June 28, 1879 — ‘George Brown of Lower Lux Street, aged 13, was climbing across the rods of Bolitho Viaduct, near Liskeard Railway Station, and after going some distance he became exhausted and let go of his hold and fell a distance of about 40 feet, luckily falling on a small tree which partly broke his fall, he escaped with a severe shaking’.
July 27, 1881 — ‘George Brown, 15, who had absconded from Liskeard and apprehended at Plymouth, was charged [before the Magistrates] with having been found hiding in a barrel in the stores of Mr W J Humphries, a grocer of Fore Street, for an unlawful purpose.
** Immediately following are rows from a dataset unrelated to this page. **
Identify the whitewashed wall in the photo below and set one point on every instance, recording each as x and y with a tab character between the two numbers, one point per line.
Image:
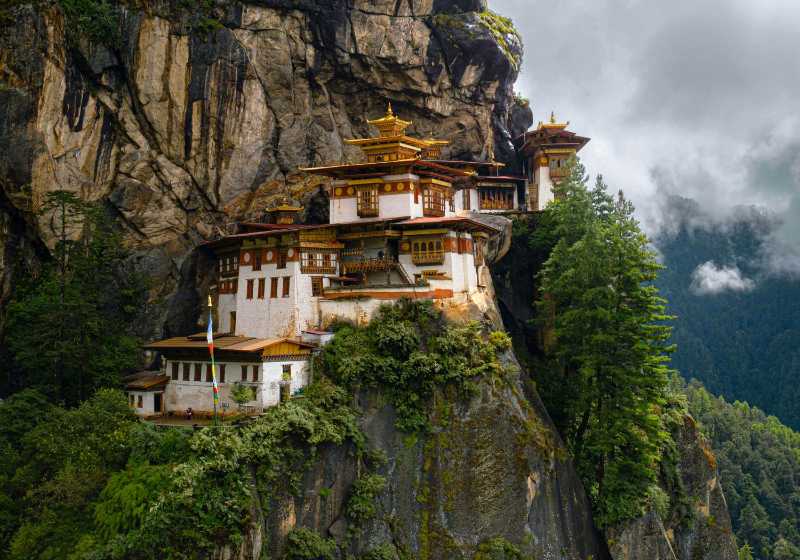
148	402
544	186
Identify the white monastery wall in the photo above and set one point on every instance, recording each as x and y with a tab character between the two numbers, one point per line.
148	402
270	391
544	185
343	210
226	303
181	394
395	205
269	317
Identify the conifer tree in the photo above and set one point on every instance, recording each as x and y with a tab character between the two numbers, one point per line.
609	344
68	328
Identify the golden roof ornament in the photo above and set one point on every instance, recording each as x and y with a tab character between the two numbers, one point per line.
389	125
552	123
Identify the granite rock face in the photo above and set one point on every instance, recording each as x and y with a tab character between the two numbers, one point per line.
493	467
705	533
180	133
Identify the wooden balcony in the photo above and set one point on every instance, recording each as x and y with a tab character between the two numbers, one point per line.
427	257
368	265
433	211
317	269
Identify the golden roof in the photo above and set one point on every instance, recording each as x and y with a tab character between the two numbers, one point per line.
552	124
286	208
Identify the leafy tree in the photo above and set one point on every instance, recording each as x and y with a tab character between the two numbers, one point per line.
242	394
759	463
608	377
68	329
61	465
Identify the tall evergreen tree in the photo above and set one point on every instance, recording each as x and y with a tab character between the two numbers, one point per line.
608	344
68	328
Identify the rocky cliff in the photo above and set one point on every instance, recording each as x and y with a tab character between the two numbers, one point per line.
184	122
493	469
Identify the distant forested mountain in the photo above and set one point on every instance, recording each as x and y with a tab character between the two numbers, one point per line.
738	326
759	465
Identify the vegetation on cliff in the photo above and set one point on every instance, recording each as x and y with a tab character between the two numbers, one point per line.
68	328
759	465
604	378
409	352
93	482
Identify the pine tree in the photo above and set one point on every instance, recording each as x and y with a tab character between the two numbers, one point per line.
68	328
610	345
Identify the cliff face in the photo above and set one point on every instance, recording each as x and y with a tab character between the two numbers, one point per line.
180	132
699	528
704	533
491	468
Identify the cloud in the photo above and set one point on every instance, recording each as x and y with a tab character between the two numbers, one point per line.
710	279
696	100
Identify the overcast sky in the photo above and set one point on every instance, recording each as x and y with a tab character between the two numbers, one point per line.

Having been before the bench on previous occasions, he was sentenced to a month’s imprisonment and three years in a reformatory’.
Soon after serving his sentence, George married, moved to Exeter and began a career as an ‘Asylum Attendant’ at the Wonford House Asylum, now known as the Exe Vale Hospital. His wife Sarah took care of ‘Domestic Duties’ and their only child, Fred, worked for the London & South West Railway as a ‘Fireman’ at the Exmouth Junction station.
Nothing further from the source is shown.